I have no problem in principle with sex-ed programs that focus on abstinence—assuming they're actually effective and don't make those who end up having sex more likely to become sick or pregnant for lack of information, which is a significant if. But it was a little disturbing to see that federal tax dollars have been funding this:
Teenage graduates of the program sign a covenant "before God Almighty" to remain virgins and earn a silver ring inscribed with a Bible passage reminding them to "keep clear of sexual sin." Many of its events are held at churches.
Until the ACLU filed a lawsuit alleging misuse of government funds, the Silver Ring Thing's website apparently laid out their goals pretty clearly:
Among the removed items are the organization's newsletters, which contained a clear statement of the Silver Ring Thing's religious purpose: "The mission is to saturate the United States with a generation of young people who have taken a vow of sexual abstinence until marriage and put on the silver ring. This mission can only be achieved by offering a personal relationship with Jesus Christ as the best way to live a sexually pure life."
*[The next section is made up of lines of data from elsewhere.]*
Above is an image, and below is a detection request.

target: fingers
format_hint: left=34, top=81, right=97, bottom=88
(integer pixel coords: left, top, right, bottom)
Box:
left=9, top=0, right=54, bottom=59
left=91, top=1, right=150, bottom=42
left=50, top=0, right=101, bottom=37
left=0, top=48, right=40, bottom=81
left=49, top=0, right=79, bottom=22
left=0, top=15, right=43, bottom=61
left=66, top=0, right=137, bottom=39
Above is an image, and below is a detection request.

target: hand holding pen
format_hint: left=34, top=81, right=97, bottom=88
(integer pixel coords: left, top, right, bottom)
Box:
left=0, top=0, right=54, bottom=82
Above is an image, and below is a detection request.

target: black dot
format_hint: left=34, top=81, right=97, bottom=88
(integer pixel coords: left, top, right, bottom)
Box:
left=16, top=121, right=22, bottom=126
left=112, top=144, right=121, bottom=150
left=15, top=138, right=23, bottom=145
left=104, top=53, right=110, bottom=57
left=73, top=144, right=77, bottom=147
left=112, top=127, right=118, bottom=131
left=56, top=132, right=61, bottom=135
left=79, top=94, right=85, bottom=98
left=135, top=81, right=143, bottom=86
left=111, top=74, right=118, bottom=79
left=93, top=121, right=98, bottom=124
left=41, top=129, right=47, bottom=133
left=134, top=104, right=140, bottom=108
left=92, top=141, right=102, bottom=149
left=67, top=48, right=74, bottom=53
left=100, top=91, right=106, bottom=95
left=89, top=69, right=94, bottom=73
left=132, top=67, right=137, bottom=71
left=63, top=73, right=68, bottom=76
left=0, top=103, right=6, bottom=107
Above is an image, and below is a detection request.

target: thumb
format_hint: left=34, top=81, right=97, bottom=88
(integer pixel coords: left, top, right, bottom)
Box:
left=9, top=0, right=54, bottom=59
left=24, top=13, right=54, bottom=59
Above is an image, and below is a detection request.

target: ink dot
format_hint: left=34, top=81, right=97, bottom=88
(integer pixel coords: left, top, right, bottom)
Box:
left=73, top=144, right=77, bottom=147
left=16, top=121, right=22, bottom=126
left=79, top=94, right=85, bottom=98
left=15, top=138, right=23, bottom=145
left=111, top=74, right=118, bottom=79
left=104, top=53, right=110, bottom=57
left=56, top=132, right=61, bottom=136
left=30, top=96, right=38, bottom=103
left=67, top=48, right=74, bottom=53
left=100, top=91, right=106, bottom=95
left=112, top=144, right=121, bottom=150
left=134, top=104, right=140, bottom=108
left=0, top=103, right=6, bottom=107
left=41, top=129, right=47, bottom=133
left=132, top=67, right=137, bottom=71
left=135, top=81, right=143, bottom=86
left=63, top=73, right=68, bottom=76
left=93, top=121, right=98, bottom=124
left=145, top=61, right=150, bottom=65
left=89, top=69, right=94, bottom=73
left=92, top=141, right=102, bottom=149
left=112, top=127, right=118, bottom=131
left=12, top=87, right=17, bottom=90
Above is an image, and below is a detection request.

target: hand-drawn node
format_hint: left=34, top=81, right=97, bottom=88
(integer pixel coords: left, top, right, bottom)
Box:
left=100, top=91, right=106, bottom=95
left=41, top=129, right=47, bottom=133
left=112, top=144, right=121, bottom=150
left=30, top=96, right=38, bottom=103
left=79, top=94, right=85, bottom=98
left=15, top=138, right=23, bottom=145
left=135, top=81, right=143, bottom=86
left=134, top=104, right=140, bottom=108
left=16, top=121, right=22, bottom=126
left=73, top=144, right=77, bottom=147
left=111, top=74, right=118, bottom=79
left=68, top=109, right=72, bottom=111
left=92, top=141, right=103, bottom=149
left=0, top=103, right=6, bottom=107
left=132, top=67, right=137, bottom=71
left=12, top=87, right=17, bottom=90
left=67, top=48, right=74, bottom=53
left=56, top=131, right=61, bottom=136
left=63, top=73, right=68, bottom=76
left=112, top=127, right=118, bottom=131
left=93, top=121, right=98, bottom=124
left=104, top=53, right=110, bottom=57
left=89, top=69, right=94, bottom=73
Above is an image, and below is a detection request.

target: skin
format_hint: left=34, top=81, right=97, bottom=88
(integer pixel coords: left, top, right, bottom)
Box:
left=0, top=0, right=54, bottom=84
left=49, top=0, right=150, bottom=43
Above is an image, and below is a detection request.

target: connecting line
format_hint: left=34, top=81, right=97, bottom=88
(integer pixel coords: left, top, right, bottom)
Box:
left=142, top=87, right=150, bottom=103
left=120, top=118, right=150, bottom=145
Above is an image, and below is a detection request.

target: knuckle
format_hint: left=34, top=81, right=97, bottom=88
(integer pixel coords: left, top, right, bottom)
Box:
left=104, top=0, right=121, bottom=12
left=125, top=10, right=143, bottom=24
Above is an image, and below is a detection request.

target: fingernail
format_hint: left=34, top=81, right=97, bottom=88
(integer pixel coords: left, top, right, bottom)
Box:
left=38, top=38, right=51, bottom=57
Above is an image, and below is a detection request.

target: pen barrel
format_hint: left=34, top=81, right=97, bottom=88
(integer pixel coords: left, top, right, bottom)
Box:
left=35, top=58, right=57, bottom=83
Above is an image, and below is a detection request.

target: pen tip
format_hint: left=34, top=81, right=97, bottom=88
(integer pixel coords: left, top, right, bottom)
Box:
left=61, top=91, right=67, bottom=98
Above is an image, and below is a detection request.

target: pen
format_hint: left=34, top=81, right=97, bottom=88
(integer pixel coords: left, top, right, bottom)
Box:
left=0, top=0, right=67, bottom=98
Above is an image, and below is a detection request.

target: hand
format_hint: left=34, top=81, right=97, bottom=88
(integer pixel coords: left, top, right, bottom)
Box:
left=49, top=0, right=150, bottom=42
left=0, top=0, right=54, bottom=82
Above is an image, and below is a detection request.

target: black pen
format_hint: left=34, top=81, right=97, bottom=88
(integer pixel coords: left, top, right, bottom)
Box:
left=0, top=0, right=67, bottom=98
Additionally, the Silver Ring Thing's original "12 Step Follow-Up Program" has been modified. Prior to the lawsuit, the website contained only one version of a follow-up program. Now, the site offers a "10 Step Secular Follow-Up Program" and has renamed its 12-step version to include the words "faith-centered" in the title. The new program removes step two, which encourages using the Abstinence Study Bible and step four, which asks students to understand that "God has a plan for his or her life, and a plan for his or her sexuality." And "Deb's Diary," a section of the website that encouraged students to pursue faith and to find completion in Christ, has also been removed.